Gea terbagun, ia melihat ke sekeliling tak ada Seema. Dari balik jendela matahari mulai mengintip. Dengan segera Gea turun dari ranjang. Namun, yang ia dapati ketika keluar dari kamar hanya keheningan, sepi.
Ke mana semua orang?
Gea celingak-cenguk, tetapi tak dapat menemukan saudaranya atau ibunya. Lantas berjalan ke ruang makan. Di sana nyatanya sudah tersaji sarapan. Gea mendekat ke meja dan mengambil segelas air sambil duduk.
Saat air hampi tandas, dari arah pintu dapur. Seseirang datang dan itu adalah Mwldina.
"Sudah bangun rupanya." Meldina tersenyum sembari membawa sebuah wadah dari rotan. Ia habis menjemur pakain. "Semuanya sudah sarapan hanya tersisa kau saja. Jadi, makanlah agar makin membaik," ujarnya sambil meletak barang itu di atas lemari makanan.
Gea mengangguk dan menuruti ibunya. "Ke mana yang lain?
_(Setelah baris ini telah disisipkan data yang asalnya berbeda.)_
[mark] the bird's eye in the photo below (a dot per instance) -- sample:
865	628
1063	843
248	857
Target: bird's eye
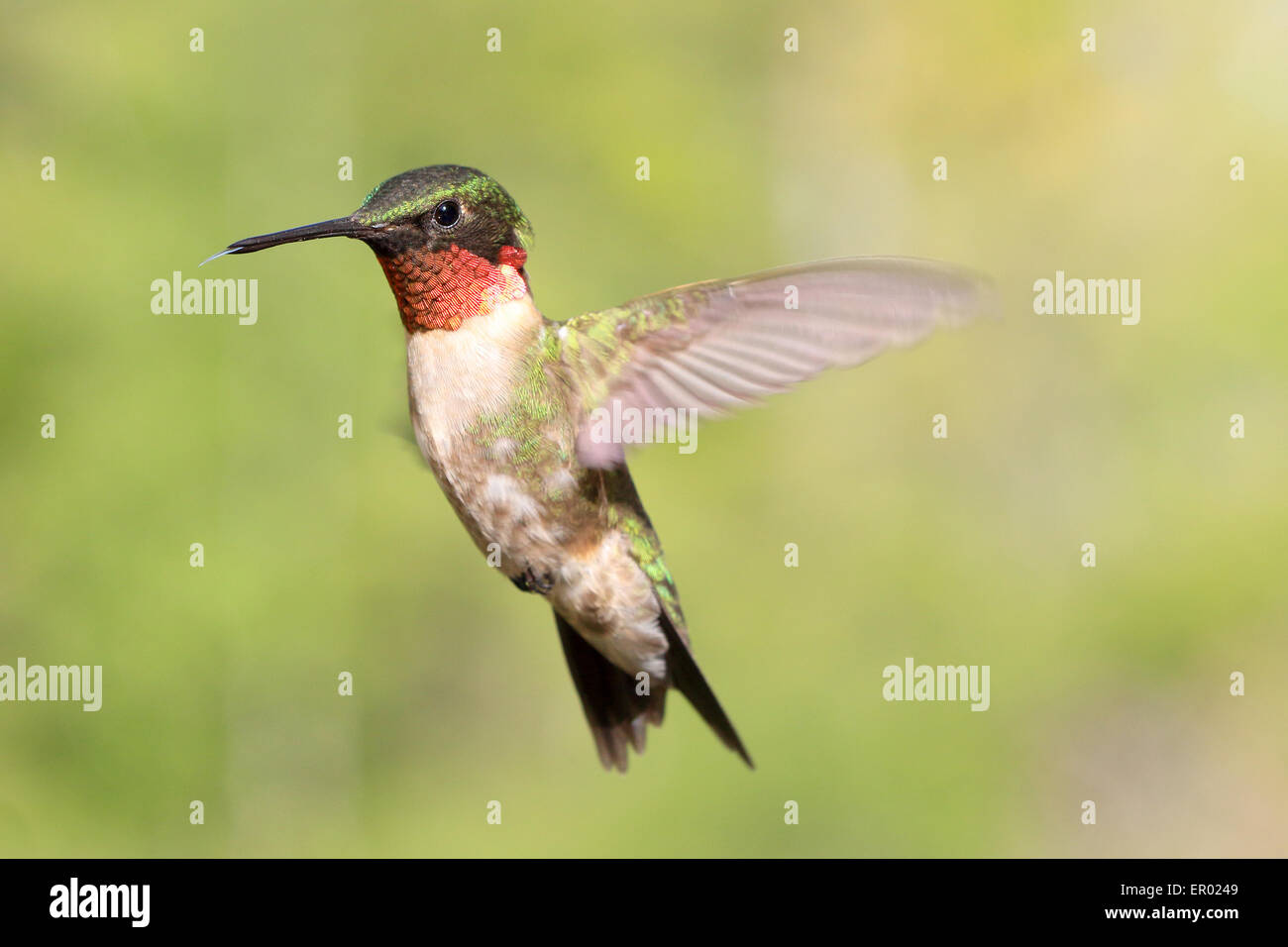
447	213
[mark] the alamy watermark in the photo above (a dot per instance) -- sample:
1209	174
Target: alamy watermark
81	684
936	684
1077	296
644	425
206	298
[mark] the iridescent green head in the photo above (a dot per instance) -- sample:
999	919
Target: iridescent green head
429	209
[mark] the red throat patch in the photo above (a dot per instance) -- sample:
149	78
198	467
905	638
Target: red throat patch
441	290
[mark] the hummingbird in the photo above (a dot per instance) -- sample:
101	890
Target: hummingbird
502	398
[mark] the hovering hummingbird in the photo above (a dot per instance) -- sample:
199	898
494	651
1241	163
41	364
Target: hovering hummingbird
501	401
Kenapa pagi ini begitu sepi," tanya Gea yang mulai melahap sarapannya.
Meldina ikut duduk, bersembarang dengan Gea. "Theon dan Genio mencari pekerjaan. Sedangkan Seema dan Nora, mereka mencari makanan di hutan," jawab Meldina yang menatap putrinya sarapan.
******
"Bagaimana?" tanya Seema ketika melihat Theon dan Genio datang.
"Ya, seperti ini. Tetap kosong," jawab Theon dengan lesu ia tak semangat jadinya.
Seema mengangguk-angguk pelan kepala. "Oh, ya, sudah kalian makan dulu."
Mereka bertiga masuk ke rumah. Awalnya Seema akan menyusul, tetapi keburu mereka berdua datang.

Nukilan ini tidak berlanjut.